Looking up abruptly. “Sinclair!” blurted in a menacing tone, “your camera-badge please.” He slammed his old-fashioned ink pen atop the completed disciplinary form.

“Yesth, sir!” Effeminate fingers fumbled to unpin the badge from his white lab coat, only he had given his white lab coat to Dnarnya earlier, to cover her nakedness. “I don’t have it with me, at this moment, sir.”

“If this had been anyone else but you, Sinclair (his arthritic index finger stroking the ancient revolver’s long barrels), I would have already shot them between the eyes—with both barrels.” An awkward pause. “Instead! your suspended for one month without pay, effective immediately—after you neutralize escapee Impound Equality 30541. The K9/KP patrols and PO Carney are at your disposal. Once E30541 is dispatched, get your badge to me ASAP, and then turn in all of your keys and weapons.”

“Yesth, sir!” His body language written in stone.

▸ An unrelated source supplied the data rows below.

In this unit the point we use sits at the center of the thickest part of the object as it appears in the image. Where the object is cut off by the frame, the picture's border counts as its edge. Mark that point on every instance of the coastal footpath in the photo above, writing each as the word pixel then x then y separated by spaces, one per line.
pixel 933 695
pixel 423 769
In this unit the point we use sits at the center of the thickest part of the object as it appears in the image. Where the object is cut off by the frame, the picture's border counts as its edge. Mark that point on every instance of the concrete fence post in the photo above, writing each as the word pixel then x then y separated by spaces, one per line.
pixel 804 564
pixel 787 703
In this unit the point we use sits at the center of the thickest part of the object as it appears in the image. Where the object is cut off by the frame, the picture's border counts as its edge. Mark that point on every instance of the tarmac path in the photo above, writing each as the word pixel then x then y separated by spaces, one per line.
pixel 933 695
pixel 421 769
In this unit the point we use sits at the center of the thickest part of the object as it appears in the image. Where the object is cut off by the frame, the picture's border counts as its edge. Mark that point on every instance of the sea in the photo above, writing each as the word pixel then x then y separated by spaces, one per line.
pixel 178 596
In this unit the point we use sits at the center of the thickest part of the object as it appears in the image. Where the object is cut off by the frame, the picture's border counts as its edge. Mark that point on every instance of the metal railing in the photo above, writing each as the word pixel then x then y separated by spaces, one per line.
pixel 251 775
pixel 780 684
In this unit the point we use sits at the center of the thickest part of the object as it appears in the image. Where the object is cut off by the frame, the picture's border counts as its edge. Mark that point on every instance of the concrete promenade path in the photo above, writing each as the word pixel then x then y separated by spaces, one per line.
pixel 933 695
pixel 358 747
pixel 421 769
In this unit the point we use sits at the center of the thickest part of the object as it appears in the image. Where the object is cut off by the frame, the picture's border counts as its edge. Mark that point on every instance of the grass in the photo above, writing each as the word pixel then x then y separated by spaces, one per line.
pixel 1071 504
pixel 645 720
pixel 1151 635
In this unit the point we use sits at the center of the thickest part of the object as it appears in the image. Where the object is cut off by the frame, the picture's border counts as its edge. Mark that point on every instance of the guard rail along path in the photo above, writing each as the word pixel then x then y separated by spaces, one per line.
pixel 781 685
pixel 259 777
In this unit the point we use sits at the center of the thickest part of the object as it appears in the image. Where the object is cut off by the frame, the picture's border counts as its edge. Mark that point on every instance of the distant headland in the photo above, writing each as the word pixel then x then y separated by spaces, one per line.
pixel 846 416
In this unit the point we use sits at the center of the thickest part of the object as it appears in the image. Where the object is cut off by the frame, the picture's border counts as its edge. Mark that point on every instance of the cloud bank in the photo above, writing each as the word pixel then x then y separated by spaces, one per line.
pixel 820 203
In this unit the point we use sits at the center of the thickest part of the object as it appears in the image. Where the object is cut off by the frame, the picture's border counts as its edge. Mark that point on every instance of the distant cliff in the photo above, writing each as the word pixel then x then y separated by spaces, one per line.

“Now get the hell out of my office!” Dr. Karp’s young, sexy, white-clad secretary escorted Sinclair out of the tension-filled office without saying a word. She pushed the handsome double door closed behind disgraced Dr. Burgess, then turned to face Dr. Karp.

“VIL-EN!”

“Yes, Dr. Karp,” said the artificial intelligence.

“Please keep me abreast of . . .”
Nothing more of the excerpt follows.